Intoductory guide to contrib/tsearch

----------------------------------------------------------
USING TSEARCH AND POSTGRESQL FOR A WEB BASED SEARCH ENGINE
----------------------------------------------------------

This documentation is provided as a short guide on how to quickly get up and 
running with tsearch and PostgreSQL, for those who want to implement a full 
text indexed based search engine. It is not meant to be a complete in-depth 
guide into the full ins and outs of the contrib/tsearch module, and is 
primarily aimed at beginners who want to speed up searching of large text 
fields, or those migrating from other database systems such as MS-SQL.

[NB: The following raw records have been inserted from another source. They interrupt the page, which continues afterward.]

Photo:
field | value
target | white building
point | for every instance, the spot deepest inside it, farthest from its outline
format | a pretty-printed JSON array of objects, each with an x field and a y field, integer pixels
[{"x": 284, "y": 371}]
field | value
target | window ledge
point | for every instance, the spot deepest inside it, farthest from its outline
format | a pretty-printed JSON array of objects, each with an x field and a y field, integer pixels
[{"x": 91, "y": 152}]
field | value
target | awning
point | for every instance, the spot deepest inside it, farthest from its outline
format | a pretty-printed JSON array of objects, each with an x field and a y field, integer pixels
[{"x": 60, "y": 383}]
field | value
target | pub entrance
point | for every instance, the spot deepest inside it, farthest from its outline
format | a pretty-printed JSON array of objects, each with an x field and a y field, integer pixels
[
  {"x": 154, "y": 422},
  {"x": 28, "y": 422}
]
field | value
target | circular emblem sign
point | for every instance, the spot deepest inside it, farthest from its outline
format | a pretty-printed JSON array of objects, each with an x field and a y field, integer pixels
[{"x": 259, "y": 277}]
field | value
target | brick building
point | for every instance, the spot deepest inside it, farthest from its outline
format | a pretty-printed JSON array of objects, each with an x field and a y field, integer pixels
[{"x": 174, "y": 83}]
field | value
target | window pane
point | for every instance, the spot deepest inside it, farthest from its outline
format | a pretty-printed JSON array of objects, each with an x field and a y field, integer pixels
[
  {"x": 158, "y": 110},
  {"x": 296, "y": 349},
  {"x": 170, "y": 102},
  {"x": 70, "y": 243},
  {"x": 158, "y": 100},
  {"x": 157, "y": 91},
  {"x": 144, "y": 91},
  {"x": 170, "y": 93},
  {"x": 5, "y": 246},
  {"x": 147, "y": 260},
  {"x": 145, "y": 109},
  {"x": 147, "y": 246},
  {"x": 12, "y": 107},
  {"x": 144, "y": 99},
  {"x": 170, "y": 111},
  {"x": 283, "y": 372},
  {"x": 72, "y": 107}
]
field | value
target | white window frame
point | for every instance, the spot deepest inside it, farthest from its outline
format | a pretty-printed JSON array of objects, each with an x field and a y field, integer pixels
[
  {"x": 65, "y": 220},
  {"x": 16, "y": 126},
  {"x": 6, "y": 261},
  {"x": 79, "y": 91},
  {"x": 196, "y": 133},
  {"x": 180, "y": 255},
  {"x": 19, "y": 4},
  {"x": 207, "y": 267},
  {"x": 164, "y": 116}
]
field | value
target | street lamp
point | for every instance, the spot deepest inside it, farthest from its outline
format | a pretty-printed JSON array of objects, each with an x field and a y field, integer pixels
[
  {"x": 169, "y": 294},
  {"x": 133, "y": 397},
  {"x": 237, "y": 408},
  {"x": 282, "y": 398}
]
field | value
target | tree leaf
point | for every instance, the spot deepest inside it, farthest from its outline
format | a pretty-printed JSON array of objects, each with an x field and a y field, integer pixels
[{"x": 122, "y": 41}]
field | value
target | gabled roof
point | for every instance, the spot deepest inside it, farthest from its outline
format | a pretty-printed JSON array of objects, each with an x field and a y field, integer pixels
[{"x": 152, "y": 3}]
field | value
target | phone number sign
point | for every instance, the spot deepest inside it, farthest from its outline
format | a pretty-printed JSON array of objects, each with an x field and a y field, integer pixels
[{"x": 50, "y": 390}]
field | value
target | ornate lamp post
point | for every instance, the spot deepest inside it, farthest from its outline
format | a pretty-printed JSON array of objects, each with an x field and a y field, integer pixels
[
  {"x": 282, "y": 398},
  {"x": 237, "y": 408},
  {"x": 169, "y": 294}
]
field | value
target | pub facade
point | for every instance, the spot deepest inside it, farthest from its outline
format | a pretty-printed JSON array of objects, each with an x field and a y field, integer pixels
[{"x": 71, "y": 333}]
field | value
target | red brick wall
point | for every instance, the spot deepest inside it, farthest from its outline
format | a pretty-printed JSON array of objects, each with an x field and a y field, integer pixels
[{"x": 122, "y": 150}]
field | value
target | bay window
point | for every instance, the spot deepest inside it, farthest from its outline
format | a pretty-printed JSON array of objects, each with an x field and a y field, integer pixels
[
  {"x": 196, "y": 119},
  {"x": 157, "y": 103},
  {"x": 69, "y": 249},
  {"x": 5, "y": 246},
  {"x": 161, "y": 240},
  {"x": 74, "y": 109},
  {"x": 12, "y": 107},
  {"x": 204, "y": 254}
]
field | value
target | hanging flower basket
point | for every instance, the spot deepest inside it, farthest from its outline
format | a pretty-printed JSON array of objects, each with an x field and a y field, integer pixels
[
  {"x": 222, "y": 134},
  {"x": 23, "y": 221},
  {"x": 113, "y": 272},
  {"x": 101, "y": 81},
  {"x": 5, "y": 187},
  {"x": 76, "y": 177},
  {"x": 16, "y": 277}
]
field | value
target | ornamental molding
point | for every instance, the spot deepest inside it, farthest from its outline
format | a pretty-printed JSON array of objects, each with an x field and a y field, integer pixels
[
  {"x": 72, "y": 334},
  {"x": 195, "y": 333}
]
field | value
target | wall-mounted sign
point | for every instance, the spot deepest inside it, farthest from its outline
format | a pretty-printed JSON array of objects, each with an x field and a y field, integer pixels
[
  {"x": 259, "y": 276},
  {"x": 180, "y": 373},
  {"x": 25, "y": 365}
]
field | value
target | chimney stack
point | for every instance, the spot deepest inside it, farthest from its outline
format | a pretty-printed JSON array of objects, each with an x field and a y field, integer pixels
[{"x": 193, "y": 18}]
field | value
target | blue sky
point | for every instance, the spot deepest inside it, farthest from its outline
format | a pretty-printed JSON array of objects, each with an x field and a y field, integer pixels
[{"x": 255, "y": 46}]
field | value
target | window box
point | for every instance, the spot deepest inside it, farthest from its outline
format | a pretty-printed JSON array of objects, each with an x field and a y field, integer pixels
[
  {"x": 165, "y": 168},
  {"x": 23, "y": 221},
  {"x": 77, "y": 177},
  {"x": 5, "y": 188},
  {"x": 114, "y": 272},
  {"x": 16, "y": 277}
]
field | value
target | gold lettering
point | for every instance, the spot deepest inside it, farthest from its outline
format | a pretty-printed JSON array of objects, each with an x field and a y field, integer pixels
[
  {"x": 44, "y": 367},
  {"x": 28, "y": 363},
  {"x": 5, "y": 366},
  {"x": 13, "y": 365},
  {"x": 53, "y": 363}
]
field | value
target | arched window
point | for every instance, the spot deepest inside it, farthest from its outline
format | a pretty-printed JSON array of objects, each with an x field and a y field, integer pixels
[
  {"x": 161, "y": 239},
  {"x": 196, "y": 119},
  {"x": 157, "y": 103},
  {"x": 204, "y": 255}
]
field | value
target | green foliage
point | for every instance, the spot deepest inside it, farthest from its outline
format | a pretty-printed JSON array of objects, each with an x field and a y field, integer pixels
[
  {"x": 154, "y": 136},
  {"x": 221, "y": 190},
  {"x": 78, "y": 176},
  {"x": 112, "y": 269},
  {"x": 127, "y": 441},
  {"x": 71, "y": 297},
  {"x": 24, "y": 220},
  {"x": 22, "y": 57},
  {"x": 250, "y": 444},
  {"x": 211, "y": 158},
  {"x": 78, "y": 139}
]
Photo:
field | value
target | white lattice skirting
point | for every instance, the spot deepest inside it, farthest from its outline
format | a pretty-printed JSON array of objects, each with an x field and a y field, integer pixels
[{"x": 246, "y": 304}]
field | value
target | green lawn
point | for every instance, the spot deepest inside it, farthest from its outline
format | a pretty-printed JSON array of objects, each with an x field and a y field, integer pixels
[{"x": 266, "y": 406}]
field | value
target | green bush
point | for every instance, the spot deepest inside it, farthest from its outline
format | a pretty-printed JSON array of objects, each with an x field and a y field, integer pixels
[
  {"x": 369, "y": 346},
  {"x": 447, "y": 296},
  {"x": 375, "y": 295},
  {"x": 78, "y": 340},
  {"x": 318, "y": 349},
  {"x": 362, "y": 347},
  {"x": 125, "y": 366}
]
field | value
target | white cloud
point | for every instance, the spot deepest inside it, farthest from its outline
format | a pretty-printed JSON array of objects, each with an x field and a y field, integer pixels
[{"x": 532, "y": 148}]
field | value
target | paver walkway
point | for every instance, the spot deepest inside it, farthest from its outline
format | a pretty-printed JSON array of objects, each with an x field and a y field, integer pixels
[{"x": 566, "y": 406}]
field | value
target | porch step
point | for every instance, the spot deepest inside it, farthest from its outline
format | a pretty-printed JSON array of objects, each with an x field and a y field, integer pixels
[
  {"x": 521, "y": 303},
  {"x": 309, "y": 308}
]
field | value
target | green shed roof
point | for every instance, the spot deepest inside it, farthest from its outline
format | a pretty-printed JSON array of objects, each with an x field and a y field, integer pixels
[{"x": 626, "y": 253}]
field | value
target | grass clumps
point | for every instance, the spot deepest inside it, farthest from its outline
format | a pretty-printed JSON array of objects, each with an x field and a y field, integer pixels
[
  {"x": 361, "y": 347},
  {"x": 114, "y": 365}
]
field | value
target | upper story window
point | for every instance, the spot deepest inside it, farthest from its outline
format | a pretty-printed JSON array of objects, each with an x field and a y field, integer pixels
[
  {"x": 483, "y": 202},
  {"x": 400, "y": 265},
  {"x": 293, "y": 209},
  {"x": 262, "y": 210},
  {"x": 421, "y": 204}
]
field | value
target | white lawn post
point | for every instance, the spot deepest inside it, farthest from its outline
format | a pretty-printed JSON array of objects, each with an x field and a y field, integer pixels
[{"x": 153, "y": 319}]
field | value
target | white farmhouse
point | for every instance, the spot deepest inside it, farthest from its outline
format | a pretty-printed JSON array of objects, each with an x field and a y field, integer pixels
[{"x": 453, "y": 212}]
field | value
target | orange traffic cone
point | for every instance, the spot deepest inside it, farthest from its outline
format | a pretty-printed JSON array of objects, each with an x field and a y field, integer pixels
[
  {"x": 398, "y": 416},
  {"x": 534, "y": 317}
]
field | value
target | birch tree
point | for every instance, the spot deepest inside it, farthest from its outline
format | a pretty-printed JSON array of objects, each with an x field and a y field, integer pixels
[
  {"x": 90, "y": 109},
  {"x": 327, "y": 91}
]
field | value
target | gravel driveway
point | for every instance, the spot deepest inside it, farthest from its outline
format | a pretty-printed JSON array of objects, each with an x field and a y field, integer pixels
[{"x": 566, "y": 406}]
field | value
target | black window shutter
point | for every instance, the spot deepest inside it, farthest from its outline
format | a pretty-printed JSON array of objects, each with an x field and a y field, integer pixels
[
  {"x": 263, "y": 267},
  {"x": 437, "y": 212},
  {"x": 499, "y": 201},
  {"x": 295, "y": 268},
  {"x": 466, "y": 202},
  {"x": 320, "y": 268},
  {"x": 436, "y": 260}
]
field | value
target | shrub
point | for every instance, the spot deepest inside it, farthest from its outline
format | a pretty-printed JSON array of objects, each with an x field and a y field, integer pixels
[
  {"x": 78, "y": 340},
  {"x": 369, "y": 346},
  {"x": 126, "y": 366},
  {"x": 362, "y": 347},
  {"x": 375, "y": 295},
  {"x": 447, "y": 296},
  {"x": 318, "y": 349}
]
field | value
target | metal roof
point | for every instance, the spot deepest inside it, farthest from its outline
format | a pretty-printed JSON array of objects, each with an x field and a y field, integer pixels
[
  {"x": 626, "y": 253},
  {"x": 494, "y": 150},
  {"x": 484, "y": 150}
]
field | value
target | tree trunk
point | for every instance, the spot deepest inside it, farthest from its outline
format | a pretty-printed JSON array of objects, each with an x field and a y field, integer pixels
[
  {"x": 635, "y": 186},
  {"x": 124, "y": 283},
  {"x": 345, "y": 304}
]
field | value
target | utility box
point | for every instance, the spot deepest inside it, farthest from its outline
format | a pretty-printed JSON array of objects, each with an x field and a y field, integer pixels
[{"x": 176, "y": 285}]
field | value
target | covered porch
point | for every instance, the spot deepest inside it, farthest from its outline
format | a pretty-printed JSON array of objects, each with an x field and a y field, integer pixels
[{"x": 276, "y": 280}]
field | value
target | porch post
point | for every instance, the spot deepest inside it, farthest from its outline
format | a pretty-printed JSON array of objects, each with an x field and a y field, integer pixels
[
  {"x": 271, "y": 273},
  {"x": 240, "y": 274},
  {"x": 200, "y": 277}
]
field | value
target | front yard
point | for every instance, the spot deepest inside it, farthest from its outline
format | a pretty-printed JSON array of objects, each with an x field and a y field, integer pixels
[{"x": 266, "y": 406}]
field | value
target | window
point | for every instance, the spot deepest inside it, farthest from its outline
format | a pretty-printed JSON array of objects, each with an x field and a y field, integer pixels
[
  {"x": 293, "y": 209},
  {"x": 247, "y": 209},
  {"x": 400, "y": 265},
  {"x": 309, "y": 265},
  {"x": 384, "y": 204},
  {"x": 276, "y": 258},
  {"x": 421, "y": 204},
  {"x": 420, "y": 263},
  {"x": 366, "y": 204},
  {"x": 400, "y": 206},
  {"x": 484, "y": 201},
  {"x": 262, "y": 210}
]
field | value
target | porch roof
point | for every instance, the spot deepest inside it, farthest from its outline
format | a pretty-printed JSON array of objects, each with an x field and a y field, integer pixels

A much more detailed (and technical) description of the tsearch module can be 
found in the proper README.tsearch distributed with the tsearch module.


--------
OVERVIEW
--------

MS-SQL provides a full text indexing (FTI) system which enables the fast 
searching of text based fields, very useful for websites (and other 
applications) that require a results set based on key words. PostgreSQL ships 
with a contributed module called tsearch, which implements a special type of 
index that can also be used for full text indexing. Further more, unlike MS' 
offering which requires regular incremental rebuilds of the text indexes 
themselves, tsearch indexes are always up-to-date and keeping them so induces 
very little overhead.

Before we get into the details, it is recommended that you have installed and 
tested PostgreSQL, are reasonably familiar with databases, the SQL query 
language and also understand the basics of connecting to PostgreSQL from the 
local shell. This document isn't intended for the complete PostgreSQL newbie, 
but anyone with a reasonable grasp of the basics should be able to follow it.


------------
INSTALLATION
------------

tsearch is very easy to install, just change the current directory to 
PGSQL_SRC/contrib/tsearch and type:

	gmake
	gmake install
	gmake installcheck

That is pretty much all you have to do, unless of course you get errors. 
However if you get those, you better go check with the mailing lists over at 
http://www.postgresql.org since its never failed for me.

Note that in the default installation, some common words such as "the" and 
"who" are not indexed at all. If you wish them to be, or want to add further 
words that should not be indexed, you will need to create a custom dictionary 
and recompile and reinstall tsearch. See the section on changing non-indexed 
words later in this document.


-------------------------------------------
ADDING TSEARCH FUNCTIONAILITY TO A DATABASE
-------------------------------------------

If you thought installation was easy, this next bit is even easier. Change to 
the PGSQL_SRC/contrib/tsearch directory and type:

	psql DATABASE < tsearch.sql

This should populate the database specified with all the functions, types and 
operators required to use txtidx FTI indexes.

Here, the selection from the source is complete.